Hoje, é essencial que os EUA consigam superar os seus dilemas internos e possam voltar a dar o exemplo, como deram nos dias de Lincoln e de Roosevelt; e já agora Europa, é tempo de crescer, e deixar o Pacto de Estabilidade e outras considerações monetaristas para trás.
Recuperação também implica reforma e regulação dos mercados financeiros, que foram tornados em casinos especulativos onde se fazem lucros obscenos à custa das economias reais, e da economia real do dia-a-dia.
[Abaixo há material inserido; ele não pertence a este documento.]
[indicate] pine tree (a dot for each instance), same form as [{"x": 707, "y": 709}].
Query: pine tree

O sistema financeiro mundial está a implodir continuamente sobre si próprio desde o início da Recessão Global em 2008, e só tem sido mantido à tona através de injecções constantes de dinheiro pelos bancos centrais e pelos estados: cada tostão garantido pelos contribuintes dos respectivos países. Isto é dinheiro que é desesperadamente preciso para revitalizar as economias reais e para garantir a subsistência de seres humanos reais. E, quanto ao resto, há que voltar o mais depressa que possível às regulações financeiras que existiam até aos anos 80 e 90, e que foram destruídas para possibilitar a anarquia actual.
É claro que estes problemas só podem ser resolvidos através de cooperação entre países. Aqui, uma boa ideia seria o renascimento do G20 como uma plataforma global anti-depressão: um fórum para a criação de desenvolvimento económico conjunto ao longo do planeta.
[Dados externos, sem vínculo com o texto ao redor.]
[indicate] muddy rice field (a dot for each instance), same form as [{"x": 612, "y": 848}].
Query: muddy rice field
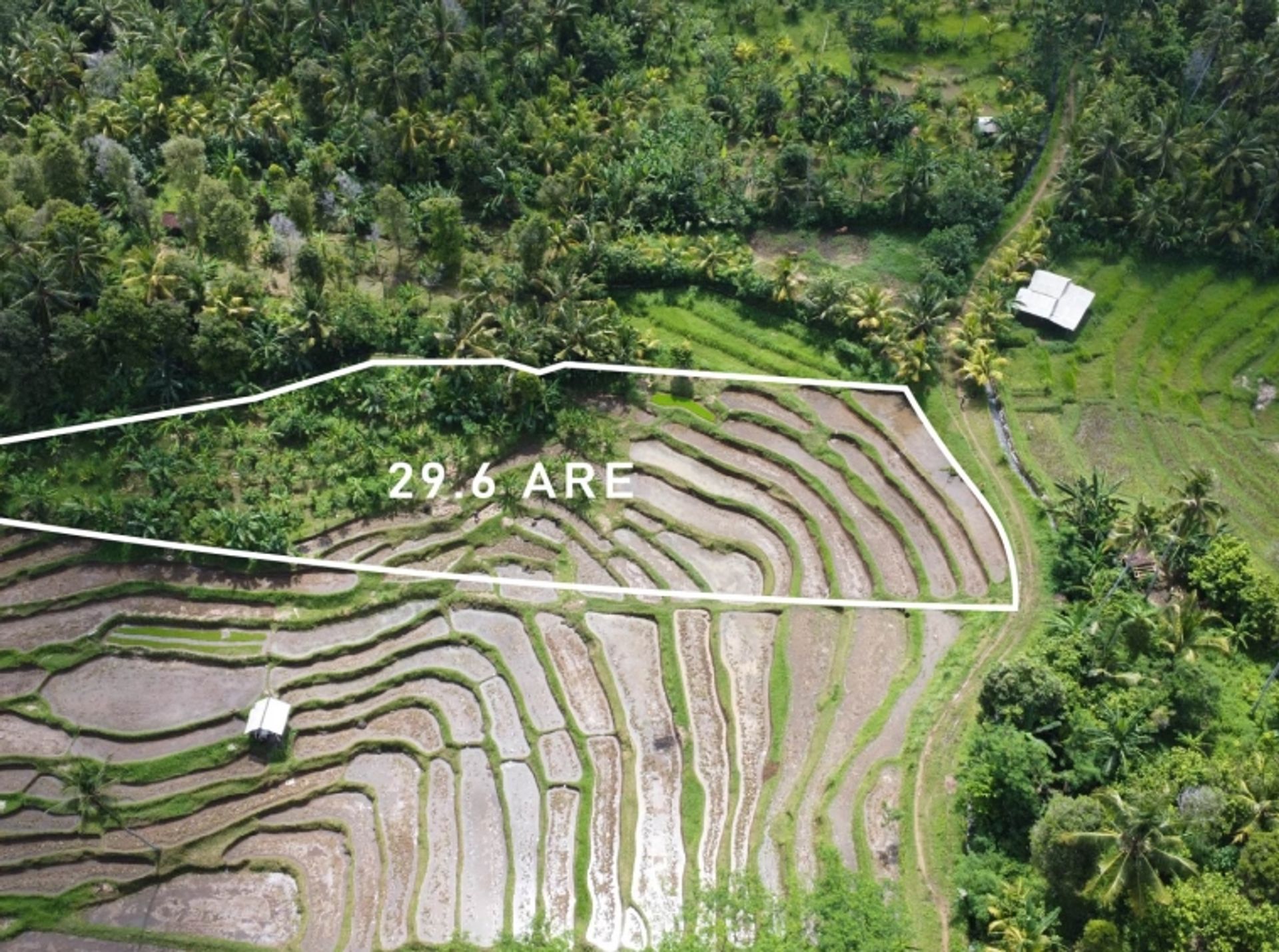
[{"x": 466, "y": 760}]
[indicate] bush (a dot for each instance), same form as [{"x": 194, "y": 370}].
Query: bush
[{"x": 1005, "y": 777}]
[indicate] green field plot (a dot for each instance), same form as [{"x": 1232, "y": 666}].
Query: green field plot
[{"x": 1169, "y": 371}]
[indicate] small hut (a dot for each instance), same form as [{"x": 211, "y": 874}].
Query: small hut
[
  {"x": 268, "y": 721},
  {"x": 1055, "y": 298}
]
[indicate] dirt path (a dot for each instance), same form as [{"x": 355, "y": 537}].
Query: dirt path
[
  {"x": 952, "y": 719},
  {"x": 1041, "y": 190}
]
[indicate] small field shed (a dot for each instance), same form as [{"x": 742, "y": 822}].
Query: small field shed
[
  {"x": 268, "y": 721},
  {"x": 1055, "y": 298}
]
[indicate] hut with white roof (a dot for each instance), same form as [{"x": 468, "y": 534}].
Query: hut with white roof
[
  {"x": 268, "y": 721},
  {"x": 1055, "y": 298}
]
O propósito dos países desenvolvidos não pode ser meramente o de relançar as suas próprias economias e fazê-las voltar a uma espécie de normalidade relativa. Há que desenvolver essas economias, e aproveitar o ímpeto para apoiar e erguer o mundo subdesenvolvido. Isto implicará moratórias de dívida e programas de desenvolvimento. Implicará também avançar crédito barato a esses países, e ajudá-los a construir as suas próprias economias. Apoiar projectos de industrialização e criação de infraestrutura, e criar acordos justos de exportação de bens, maquinaria e tecnologia. Pode-se até pensar em trocar este tipo de coisas por recursos naturais e matérias primas; afinal de contas, isto é algo que seria igualmente vantajoso para todas as partes. Logo, enquanto o 1º mundo se reindustrializa, exporta bens a preços acessíveis aos países subdesenvolvidos, ajuda-os a desenvolver-se, e usa isso para acelerar a sua própria reindustrialização. Toda a gente ganha, toda a gente cresce, e chega-se mais perto de acabar com a fome e com a pobreza no mundo.
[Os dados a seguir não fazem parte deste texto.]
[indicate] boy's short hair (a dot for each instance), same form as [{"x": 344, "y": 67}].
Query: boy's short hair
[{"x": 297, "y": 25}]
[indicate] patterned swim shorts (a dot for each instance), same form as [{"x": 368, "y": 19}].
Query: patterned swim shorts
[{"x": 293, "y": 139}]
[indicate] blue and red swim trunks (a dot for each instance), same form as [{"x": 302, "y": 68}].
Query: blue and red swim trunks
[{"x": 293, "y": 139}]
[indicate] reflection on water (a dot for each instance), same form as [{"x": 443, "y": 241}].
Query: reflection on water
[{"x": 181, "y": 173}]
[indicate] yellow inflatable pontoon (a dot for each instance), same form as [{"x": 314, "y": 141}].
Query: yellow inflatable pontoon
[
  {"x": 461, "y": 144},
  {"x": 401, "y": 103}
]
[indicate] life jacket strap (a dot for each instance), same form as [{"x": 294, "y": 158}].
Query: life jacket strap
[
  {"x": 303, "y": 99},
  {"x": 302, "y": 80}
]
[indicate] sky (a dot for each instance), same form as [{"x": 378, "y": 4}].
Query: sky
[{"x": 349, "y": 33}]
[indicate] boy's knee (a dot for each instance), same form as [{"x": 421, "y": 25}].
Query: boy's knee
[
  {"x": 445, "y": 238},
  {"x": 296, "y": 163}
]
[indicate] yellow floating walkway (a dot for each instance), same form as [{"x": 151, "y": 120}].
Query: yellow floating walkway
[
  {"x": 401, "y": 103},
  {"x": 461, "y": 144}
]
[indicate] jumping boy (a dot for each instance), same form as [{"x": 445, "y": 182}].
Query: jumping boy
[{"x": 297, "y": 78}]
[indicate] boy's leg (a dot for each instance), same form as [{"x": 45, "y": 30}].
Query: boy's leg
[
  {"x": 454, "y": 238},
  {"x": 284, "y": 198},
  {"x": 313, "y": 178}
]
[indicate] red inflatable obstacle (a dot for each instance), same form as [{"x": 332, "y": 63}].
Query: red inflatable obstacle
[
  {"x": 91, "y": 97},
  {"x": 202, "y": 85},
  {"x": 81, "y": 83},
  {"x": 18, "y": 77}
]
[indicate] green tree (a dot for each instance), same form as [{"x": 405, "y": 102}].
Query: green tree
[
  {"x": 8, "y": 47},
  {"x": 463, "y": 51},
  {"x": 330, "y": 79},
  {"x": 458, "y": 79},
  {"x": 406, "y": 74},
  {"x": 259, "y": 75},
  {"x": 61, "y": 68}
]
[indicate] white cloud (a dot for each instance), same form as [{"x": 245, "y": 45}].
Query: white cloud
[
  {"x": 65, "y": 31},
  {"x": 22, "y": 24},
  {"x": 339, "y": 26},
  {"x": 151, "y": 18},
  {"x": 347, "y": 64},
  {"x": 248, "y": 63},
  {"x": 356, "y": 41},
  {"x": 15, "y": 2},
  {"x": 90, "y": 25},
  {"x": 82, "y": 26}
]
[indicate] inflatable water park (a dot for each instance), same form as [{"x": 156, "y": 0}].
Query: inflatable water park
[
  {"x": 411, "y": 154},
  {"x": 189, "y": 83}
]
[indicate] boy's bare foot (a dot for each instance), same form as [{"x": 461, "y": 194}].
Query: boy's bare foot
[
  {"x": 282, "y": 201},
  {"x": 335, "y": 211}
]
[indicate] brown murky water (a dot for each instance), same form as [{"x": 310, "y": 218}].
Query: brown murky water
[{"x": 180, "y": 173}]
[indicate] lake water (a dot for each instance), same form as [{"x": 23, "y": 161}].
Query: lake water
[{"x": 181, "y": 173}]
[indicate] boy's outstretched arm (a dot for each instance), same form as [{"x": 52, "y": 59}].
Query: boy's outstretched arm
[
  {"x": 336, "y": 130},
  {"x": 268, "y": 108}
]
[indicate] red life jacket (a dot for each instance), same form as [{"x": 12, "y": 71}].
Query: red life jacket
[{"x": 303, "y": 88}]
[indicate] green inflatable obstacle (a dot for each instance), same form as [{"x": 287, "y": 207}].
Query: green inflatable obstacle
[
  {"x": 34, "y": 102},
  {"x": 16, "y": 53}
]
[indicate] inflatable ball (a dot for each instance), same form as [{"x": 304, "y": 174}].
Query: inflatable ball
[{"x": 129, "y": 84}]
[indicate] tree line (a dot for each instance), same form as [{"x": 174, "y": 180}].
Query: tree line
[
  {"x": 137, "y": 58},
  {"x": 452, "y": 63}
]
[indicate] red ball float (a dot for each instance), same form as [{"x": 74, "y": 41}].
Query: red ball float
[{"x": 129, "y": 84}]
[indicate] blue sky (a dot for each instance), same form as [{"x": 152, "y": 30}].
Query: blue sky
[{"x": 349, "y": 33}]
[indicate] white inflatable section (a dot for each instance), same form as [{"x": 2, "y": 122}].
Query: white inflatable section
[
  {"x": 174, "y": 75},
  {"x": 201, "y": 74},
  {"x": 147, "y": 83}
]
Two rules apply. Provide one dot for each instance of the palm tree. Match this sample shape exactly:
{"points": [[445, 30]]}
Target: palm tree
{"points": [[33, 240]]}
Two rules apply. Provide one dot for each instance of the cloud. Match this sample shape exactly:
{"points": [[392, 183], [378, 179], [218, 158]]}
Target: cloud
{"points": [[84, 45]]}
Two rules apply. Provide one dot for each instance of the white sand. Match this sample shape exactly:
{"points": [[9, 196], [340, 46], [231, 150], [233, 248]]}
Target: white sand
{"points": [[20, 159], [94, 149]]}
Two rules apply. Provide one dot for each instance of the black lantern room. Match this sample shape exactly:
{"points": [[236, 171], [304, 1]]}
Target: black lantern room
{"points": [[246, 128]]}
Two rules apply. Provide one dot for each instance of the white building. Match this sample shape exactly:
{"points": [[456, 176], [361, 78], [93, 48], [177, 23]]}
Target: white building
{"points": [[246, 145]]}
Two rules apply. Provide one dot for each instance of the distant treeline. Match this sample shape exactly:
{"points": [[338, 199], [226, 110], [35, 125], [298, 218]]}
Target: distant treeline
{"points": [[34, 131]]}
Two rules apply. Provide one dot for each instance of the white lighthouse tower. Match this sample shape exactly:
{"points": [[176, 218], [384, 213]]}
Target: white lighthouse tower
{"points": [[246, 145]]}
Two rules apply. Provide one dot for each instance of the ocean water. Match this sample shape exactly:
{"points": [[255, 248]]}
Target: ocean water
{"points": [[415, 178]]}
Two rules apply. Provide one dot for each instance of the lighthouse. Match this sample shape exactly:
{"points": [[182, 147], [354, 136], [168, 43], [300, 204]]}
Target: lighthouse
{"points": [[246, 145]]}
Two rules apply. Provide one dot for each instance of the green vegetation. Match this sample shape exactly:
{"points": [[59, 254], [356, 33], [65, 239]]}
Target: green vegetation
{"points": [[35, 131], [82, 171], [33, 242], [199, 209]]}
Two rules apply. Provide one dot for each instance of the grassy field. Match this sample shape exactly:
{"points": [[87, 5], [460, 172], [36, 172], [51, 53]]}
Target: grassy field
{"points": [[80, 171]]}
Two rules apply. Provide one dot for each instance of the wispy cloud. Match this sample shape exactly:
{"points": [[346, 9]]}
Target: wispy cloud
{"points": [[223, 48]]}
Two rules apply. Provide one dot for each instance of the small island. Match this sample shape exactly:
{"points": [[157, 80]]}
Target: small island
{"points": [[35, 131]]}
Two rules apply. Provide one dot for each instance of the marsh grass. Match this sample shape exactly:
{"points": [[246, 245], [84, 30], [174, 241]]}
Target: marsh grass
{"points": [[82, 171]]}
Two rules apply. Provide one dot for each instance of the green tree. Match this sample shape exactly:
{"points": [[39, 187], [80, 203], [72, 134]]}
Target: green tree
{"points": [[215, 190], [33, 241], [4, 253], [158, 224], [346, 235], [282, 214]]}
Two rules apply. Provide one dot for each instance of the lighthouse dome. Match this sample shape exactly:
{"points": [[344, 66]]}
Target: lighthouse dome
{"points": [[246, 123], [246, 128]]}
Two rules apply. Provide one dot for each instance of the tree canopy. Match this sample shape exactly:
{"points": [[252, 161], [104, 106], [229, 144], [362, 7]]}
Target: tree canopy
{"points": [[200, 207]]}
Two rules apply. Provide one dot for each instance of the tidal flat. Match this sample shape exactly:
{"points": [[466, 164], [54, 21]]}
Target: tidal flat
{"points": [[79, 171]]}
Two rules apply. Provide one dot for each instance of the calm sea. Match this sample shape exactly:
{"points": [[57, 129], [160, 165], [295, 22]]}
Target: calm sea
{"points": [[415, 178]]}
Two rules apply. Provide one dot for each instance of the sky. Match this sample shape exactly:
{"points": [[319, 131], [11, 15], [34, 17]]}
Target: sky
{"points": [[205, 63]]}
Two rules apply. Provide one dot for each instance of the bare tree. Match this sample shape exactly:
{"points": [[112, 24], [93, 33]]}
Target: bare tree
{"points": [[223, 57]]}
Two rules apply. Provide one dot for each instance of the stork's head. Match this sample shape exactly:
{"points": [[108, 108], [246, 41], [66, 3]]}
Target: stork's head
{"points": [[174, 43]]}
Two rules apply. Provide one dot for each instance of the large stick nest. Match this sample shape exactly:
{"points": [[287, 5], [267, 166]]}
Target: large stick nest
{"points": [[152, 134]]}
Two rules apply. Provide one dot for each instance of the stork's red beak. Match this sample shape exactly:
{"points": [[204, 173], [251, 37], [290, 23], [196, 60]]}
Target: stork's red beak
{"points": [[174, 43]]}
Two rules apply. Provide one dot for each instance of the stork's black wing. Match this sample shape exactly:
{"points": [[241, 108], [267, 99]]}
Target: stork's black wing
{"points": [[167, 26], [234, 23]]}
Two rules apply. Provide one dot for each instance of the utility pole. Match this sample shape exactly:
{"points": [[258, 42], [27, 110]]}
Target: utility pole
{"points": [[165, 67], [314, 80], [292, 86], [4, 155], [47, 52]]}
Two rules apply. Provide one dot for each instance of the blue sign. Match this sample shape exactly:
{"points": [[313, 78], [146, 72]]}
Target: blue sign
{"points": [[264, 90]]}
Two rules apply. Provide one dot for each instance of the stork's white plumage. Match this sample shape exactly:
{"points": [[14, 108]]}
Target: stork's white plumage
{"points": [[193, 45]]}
Ao longo dos últimos meses, assistimos a alguns dos mais dramáticos momentos nesta geração. Porém, também assistimos ao melhor na Humanidade, com pessoas, populações e equipas médicas a fazerem o possível e o impossível para salvar vidas e combater a pandemia. Agora, é preciso derrotar de vez o COVID, e ao mesmo tempo revitalizar países e levar desenvolvimento ao mundo subdesenvolvido, em nome do futuro, e das vidas e dos destinos de inúmeros seres humanos—tantos dos quais ainda nem sequer nasceram, ou ainda são pequenos demais para pedir aos adultos que tornem o mundo num sítio bom para viver. Os mortos desta pandemia continuarão a ser chorados. Porém, daqui em diante têm de ser lembrados—e honrados—através da dádiva de vida que será o lançamento do mundo na direcção do futuro.